Run an Rt Estimation Model Pipeline

This function runs a complete pipeline for fitting an Rt estimation model, using the EpiNow2 model, based on a configuration file. The pipeline processes the model, logs its progress, and handles errors by logging warnings and setting the pipeline status. Output and logs are written to the specified directories. Additionally, support for uploading logs and outputs to a blob storage container is planned.

Usage

orchestrate_pipeline(
  config_path,
  config_container = NULL,
  input_dir = "/input",
  output_dir = "/output"
)

execute_model_logic(config, input_dir, output_dir)

Arguments

config_path: A string specifying the file path to the JSON configuration file.
config_container: Optional. The name of the blob storage container from which the config file will be downloaded.
input_dir: A string specifying the directory to read inputs from. If passing storage containers, this is where the files will be downloaded to.
output_dir: A string specifying the directory where output, logs, and other pipeline artifacts will be saved. Defaults to the root directory ("/").
config: A Config object containing configuration settings for the pipeline, including paths to data, exclusions, disease parameters, model settings, and other necessary inputs.

Value

The function returns a boolean, TRUE For pipeline success and FALSE otherwise. It writes the files: directory will contain the following files:

Model RDS file (model.rds)
Sample output in Parquet format (<task_id>.parquet in the samples/ directory)
Summary output in Parquet format (<task_id>.parquet in the summaries/ directory)
Log file (logs.txt) in the task directory

Returns TRUE on success. Errors are caught by the outer pipeline logic and logged accordingly.

Details

The function reads the configuration from a JSON file and uses this to set up the job and task identifiers. It creates an output directory structure based on these IDs and starts logging the process in a file. The main pipeline process is handled by execute_model_logic(), with errors caught and logged as warnings. The function will log the success or failure of the run.
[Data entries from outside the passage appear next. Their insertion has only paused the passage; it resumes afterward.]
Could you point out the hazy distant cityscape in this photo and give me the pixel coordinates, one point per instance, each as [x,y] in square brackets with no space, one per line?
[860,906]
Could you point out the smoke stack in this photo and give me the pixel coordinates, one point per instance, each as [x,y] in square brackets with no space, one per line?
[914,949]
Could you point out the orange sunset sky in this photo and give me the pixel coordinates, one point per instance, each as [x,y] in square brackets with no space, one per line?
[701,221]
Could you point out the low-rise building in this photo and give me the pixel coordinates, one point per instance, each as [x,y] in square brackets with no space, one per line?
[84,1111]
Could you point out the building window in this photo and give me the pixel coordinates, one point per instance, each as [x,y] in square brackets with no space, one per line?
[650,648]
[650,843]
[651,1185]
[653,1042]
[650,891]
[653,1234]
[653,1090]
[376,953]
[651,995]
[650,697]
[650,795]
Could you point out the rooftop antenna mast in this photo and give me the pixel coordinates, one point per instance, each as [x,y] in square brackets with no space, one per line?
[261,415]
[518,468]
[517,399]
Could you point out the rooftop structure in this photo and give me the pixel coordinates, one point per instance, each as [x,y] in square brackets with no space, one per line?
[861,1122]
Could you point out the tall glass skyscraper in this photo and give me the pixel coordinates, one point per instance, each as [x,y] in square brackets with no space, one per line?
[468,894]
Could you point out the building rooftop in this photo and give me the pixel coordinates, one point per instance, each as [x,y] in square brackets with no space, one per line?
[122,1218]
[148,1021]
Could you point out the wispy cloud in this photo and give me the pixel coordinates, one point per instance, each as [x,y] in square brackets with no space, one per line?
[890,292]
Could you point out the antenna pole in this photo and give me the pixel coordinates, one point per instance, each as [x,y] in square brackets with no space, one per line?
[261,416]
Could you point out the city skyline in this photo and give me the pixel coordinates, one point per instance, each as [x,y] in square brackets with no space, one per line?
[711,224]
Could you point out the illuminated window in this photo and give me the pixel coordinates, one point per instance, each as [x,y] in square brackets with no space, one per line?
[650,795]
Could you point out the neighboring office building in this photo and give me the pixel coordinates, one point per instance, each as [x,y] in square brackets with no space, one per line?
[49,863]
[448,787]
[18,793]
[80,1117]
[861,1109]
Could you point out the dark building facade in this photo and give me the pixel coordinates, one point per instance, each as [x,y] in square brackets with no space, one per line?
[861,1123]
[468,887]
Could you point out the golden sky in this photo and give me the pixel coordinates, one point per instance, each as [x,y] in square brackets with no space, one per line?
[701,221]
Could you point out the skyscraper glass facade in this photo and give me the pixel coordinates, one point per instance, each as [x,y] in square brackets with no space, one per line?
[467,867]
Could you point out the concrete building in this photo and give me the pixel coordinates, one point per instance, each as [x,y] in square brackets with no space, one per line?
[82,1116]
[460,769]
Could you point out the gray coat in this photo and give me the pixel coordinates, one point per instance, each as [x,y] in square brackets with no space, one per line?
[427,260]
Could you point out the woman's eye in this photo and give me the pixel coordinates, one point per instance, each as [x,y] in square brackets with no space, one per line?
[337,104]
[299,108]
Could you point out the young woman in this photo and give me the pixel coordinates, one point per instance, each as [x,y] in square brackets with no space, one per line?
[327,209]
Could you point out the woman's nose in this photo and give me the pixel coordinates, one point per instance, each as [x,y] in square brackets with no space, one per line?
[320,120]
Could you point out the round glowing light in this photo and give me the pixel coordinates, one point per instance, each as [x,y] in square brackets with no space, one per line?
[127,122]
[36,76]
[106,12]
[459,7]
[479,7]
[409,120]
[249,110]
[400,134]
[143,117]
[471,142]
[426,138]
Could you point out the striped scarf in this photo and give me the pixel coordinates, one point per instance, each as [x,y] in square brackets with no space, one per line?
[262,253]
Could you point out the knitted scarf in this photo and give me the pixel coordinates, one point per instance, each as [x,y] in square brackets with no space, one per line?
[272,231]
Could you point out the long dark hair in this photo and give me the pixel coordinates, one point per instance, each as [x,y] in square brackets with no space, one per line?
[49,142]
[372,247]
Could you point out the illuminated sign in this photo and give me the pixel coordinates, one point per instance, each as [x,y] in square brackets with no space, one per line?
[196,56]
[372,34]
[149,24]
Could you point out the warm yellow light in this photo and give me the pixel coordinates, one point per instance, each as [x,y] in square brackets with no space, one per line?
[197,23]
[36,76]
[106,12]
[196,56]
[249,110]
Logs are written to a file in the output directory, and console output is also mirrored in this log file. Error handling is in place to capture any issues during the pipeline execution and ensure they are logged appropriately.

During the execution of the pipeline, the following output files are expected to be generated:

Model Output: An RDS file of the fitted model is saved in the task-specific directory (model.rds).
Samples: Parquet files containing the model's sample outputs are saved in a samples subdirectory, named using the task_id (e.g., task_id.parquet).
Summaries: Parquet files summarizing the model's results are saved in a summaries subdirectory, also named using the task_id (e.g., task_id.parquet).
Logs: A logs.txt file is generated in the task directory, capturing both console and error messages.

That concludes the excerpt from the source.